The points where families experience large CCS changes
The CCS system produces a small number of points where multiple rules combine to produce large changes in out-of-pocket costs.
Point 1: Leaving the maximum CCS rate zone (around $85,000)
This is the first major change many families encounter.
- Up to $85,279 (2025–26), families receive the maximum CCS rate
- Once income exceeds this level, CCS begins to reduce
Why this matters:
- Below this level, families are effectively insulated from income-based reductions
- Above it, each further increase in income reduces CCS
- Families using a lot of care often notice the effect quickly
This is often when families realise CCS does not reduce smoothly.
Point 2: Losing the higher CCS rate for a second child under 6
This is one of the largest single CCS changes, and it is not related to income.
It occurs when:
- a child turns 6, or
- the family no longer has more than one child under 6 in care
What changes:
- The higher CCS rate for that child stops
- That child’s CCS rate reverts to the standard CCS rate
This can be up to a 10 percentage point reduction for one child, applied immediately to all eligible care hours.
Do families have to pay CCS back when a child turns 6?
No — not simply because of the birthday.
- The CCS rate changes from the date the child turns 6
- CCS already paid before that date is not recalculated
- There is no automatic backdating due to age alone
Families do not incur a CCS debt solely because a child turns 6.

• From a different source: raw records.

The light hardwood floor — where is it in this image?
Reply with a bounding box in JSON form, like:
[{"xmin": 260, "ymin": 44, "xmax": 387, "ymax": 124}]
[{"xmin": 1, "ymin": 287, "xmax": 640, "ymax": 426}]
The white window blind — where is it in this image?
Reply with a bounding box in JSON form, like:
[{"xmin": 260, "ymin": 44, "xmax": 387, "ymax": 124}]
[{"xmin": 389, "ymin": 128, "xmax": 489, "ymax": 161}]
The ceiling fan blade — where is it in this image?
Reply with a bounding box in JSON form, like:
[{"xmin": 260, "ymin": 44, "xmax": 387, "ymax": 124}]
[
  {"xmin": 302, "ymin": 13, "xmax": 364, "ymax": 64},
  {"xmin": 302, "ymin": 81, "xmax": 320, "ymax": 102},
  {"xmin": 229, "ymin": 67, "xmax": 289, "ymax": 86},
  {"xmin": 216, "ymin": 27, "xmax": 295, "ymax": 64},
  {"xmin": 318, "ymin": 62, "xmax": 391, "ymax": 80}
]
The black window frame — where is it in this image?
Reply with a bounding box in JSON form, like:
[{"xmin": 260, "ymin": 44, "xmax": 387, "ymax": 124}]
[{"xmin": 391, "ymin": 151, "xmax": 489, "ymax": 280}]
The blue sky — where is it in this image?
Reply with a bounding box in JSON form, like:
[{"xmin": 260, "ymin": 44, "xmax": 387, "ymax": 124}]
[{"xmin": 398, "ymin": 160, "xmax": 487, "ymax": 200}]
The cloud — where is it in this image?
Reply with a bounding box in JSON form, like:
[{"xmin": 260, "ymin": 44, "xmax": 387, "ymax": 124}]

Why this still feels abrupt
Even without repayments:
- the CCS rate change applies immediately
- the reduction applies to every hour of care
- weekly out-of-pocket costs can increase noticeably from one week to the next
This is why families often experience this as a significant change.
Point 3: The income step-down over time
Between $85,279 and $535,279, CCS reduces progressively as income increases — see how CCS income thresholds and steps work for the full breakdown.
How this works:
- CCS reduces by 1 percentage point for each successive income band
- In practical terms, this equates to roughly one percentage point for every few thousand dollars of additional income
- Each reduction applies to all eligible care hours
On paper, this appears gradual.
In practice, income changes are often not gradual.
Why this can result in large changes
Income changes commonly occur through:
- promotions or role changes
- returning to work after parental leave
- both parents’ incomes increasing together
- bonuses or back pay
- selling investments or assets
- changes to salary packaging or novated leases
A single event can cross multiple income bands at once, resulting in:
- several CCS reductions occurring together
- applied across all care hours
- often identified later as part of a reconciliation
Families do not experience these as small changes.
They experience several reductions at once.
Point 4: CCS cuts out entirely (around $535,000)
This is the final income-based change.
- At $535,279 ATI (2025–26), CCS becomes 0%
- Above this point, families pay full fees
- There is no gradual phase-out beyond this level
Why FBT, novated leases, and investments often trigger CCS changes
CCS is assessed using adjusted taxable income (ATI), not just taxable income.
ATI includes items that may not feel like “income”, but still count for CCS assessment purposes.
Novated leases and salary packaging
If a family enters into or changes a novated lease (including EV leases), or adjusts salary packaging:
- the reportable fringe benefits amount (RFBA) may increase
- RFBA is included when calculating ATI
- taxable income can fall while ATI rises for CCS assessment purposes
This can move families across one or more CCS income bands unexpectedly.
Selling investments or realising capital gains
Selling shares, managed funds, or investment property can result in capital gains, which are included in ATI.
Even if the sale is:
- one-off
- used to reduce debt
- reinvested elsewhere
the gain still counts in the year it occurs and can materially affect CCS.
Bonuses, back pay, and lump-sum income
Lump-sum payments:
- are included in ATI
- can move families across several income bands at once
- affect CCS from the time the income is taken to have increased
This often explains why CCS adjustments are identified later.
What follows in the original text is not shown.